La normalización comenzó a expresarse en resultados concretos. Durante 2025, OSER brindó 290.869 prestaciones más que en 2024. Aumentaron las consultas médicas, las internaciones, las prácticas y los recetarios cubiertos. Los convenios con prestadores pasaron de 83 a 152, ampliando la red de atención y devolviendo previsibilidad a médicos, sanatorios, laboratorios y farmacias. Al mismo tiempo, se regularizaron 1.100 cirugías demoradas por falta de prótesis, una deuda prestacional que representaba, detrás de cada expediente, a una persona esperando una respuesta.
Gastar mejor, cuidar más
Pero ordenar no significó recortar.

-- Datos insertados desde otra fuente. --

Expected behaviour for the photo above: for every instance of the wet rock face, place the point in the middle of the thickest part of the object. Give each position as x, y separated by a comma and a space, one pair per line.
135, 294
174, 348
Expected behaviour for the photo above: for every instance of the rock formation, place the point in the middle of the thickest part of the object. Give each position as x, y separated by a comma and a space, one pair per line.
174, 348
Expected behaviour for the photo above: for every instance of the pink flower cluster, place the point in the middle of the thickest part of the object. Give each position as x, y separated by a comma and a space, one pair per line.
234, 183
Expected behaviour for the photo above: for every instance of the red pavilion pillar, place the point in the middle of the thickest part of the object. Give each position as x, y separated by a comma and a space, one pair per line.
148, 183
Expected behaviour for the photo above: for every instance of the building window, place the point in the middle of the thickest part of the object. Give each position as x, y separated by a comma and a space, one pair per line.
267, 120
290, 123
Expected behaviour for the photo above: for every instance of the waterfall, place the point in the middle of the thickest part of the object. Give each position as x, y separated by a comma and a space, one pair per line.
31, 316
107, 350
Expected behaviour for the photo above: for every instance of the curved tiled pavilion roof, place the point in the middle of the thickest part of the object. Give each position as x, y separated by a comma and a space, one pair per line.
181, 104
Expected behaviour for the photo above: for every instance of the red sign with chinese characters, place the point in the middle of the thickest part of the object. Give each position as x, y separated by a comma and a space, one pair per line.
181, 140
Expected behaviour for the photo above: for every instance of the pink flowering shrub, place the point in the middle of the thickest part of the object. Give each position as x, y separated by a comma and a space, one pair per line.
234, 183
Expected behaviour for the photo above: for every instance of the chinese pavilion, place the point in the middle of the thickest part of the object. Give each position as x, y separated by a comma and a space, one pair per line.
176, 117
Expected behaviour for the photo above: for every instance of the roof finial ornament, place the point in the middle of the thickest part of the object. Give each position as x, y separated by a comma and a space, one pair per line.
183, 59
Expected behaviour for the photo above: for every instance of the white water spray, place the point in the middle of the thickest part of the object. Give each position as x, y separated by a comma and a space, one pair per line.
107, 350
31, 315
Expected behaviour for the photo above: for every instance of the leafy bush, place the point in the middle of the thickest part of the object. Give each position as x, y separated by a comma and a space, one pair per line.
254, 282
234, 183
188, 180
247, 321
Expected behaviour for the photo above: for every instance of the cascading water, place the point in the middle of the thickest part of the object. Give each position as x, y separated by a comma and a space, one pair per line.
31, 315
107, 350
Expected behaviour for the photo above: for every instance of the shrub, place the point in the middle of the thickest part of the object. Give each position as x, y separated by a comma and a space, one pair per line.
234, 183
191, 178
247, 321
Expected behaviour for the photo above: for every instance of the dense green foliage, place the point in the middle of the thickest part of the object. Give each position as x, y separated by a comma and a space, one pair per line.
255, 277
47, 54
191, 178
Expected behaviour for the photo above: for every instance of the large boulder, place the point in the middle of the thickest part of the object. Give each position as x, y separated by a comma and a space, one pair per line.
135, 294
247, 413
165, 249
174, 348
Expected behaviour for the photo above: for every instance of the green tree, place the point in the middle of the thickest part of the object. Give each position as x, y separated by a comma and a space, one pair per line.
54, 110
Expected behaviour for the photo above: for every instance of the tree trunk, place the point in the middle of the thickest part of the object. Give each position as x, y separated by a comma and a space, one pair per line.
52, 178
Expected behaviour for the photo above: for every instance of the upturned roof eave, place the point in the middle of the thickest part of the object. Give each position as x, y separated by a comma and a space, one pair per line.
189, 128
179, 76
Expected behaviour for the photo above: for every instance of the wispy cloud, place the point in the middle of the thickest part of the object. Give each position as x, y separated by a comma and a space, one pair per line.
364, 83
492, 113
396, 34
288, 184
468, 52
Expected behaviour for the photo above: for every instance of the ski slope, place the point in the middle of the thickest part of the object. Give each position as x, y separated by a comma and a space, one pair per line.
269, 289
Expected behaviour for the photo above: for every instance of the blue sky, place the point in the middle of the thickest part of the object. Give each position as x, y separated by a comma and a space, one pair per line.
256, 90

Los gastos administrativos se redujeron en términos reales, mientras que la participación del gasto destinado a prestaciones pasó del 77 % al 88 %. También se renegociaron compromisos heredados, se redujo el déficit y se mejoró la administración del gasto farmacéutico: se cubrieron más medicamentos utilizando los recursos con mayor eficiencia. Cada avance respondió a una misma idea: gastar mejor para cuidar más.
La transformación también alcanzó la relación cotidiana con los afiliados. La plataforma MI.OSER, la receta electrónica, la digitalización de órdenes y autorizaciones y la puesta en marcha del Centro Único de Derivaciones y Autorizaciones permitieron simplificar trámites y reducir traslados innecesarios. En paralelo, se refaccionaron sedes, se abrieron nuevos espacios de atención y se capacitó al personal que recibe y acompaña diariamente a los afiliados en toda la provincia.
La normalización no supone que todos los problemas estén resueltos. La salud atraviesa una etapa difícil en nuestro país, con costos crecientes, mayor demanda y tensiones permanentes entre las necesidades y los recursos disponibles. Pero OSER cuenta hoy con un rumbo definido.

“Sostener el carácter solidario de la cobertura, transparentar la administración, fortalecer la red prestacional y construir una institución más ágil, eficiente y cercana”, sostiene su presidente, el Dr. Mariano Gallegos.
OSER es el resultado de décadas de trabajo en la salud entrerriana, pero expresa ahora una clara vocación de futuro. La intervención permitió conocer la realidad; la estatización aseguró la responsabilidad pública, y la normalización comenzó a transformar ese diagnóstico en prestaciones, previsibilidad y derechos.
Ese es el desafío que continúa: ordenar para cuidar, simplificar para acercar y administrar con responsabilidad para garantizar la salud de todo Entre Ríos.